« Elle plonge sa main dans la clôture et agite les doigts de l’autre côté. Ses doigts sont al norte. Elle crache à travers la clôture, juste pour laisser une parcelle d’elle-même dans la terre américaine. American Dirt. » Par une écriture visuelle dotée d’une puissance d’évocation quasi cinématographique, l’autrice américaine Jeanine Cummins empoigne le lecteur et le cloue en lui imprimant sur la rétine une scène inaugurale magistrale : seize corps tombés sous des rafales de balles, gisant dans un bain de sang sur le patio d’une maison familiale. Trônant en haut du palmarès des pays les plus meurtriers de la planète, le Mexique voit ses villes tombées comme des dominos. Si la cité balnéaire d’Acapulco a résisté un temps, le chef de gang instable et lettré Javier Crespo Fuentes en a fait un théâtre macabre permanent.
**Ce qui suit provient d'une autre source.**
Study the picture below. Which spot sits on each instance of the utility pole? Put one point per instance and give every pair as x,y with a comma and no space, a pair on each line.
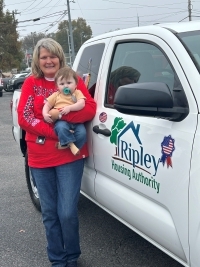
190,10
71,33
70,55
138,20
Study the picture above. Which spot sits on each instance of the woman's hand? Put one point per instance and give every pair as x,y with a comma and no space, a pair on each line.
65,110
47,118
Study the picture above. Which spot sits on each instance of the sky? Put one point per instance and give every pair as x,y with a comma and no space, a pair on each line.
101,15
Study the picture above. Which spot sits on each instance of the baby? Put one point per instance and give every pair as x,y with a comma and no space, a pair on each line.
68,98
Avant que son portrait ne fasse l’objet dans la presse locale d’un papier signé par l’époux de celle-ci, Javier s’est lié d’amitié avec Lydia, qui tient une librairie. L’amitié platonique fondée sur leurs goûts respectifs évolue en un attachement profond, sans que Lydia n’entrevoie la possibilité, un jour, de se trouver au cœur d’une vendetta. Une inclination que, quelques mois plus tard, elle regrettera, puisque les seize corps laissés sans vie, sont ceux des membres de sa famille. L’article de son mari a eu l’effet d’une déflagration provoquant une escalade de la violence sans précédent. Lydia et son fils de huit ans, Lucas, se lancent dans une course-poursuite effrénée, un voyage ferroviaire sur la bestia, qui doit les conduire de Mexico aux USA. S’ils parviennent à échapper à la migra, aux narcos, aux différents cartels qui quadrillent le pays, aux barrages routiers, aux militaires et policiers corrompus… Tenu par un rythme haletant, American Dirt est un page turner féroce et addictif, relatant le parcours du combattant entrepris par les migrants. Un chemin sinueux emprunté par une femme hantée par la culpabilité et son fils débrouillard et attachant prêts à tous les sacrifices pour recouvrer leur liberté.
Mon évaluation : 4/5
Date de parution : 2018. Poche chez 1018, traduit de l’anglais (États-Unis) par Françoise Adelstain et Christine Auché, 576 pages.